COVID-19 and immunothrombosis: Pathophysiology and therapeutic implications

Affiliations
Review

COVID-19 and immunothrombosis: Pathophysiology and therapeutic implications

Ming Sheng Lim et al. Crit Rev Oncol Hematol. 2021 Dec.

Abstract

The coagulopathy of COVID-19 is characterised by significantly elevated D Dimer and fibrinogen, mild thrombocytopenia and a mildly prolonged PT/APTT. A high incidence of thrombotic complications occurs despite standard thromboprophylaxis. The evidence to date supports immunothrombosis as the underlying mechanism for this coagulopathy which is triggered by a hyperinflammatory response and endotheliopathy. A hypercoagulable state results from endothelial damage/activation, complement activation, platelet hyperactivity, release of Extracellular Neutrophil Traps, activation of the coagulation system and a "hypofibrinolytic" state. Significant cross-talk occurs between the innate/adaptive immune system, endothelium and the coagulation system. D dimer has been shown to be the most reliable predictor of disease severity, thrombosis, and overall survival.
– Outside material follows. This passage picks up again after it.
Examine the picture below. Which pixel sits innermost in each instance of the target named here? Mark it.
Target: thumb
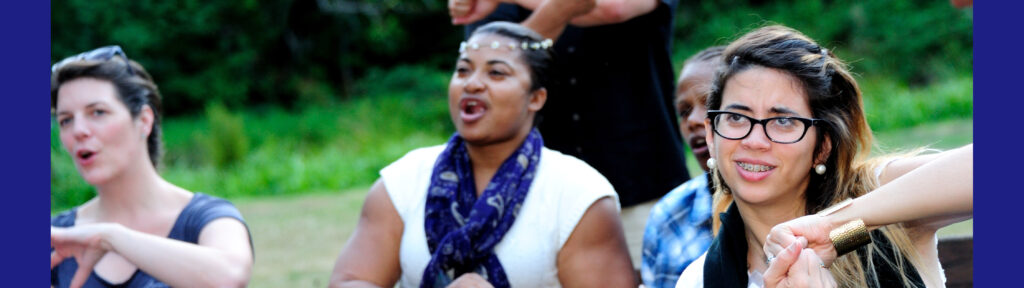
(780, 264)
In this context, targeting pathways upstream of coagulation using novel or repurposed drugs alone or in combination with other anti-thrombotic agents may be a rational approach to prevent the mortality/morbidity due to COVID-19 associated coagulopathy.

Keywords: COVID-19; Coagulopathy; Immunothrombosis; Pathophysiology; Venous thromboembolism.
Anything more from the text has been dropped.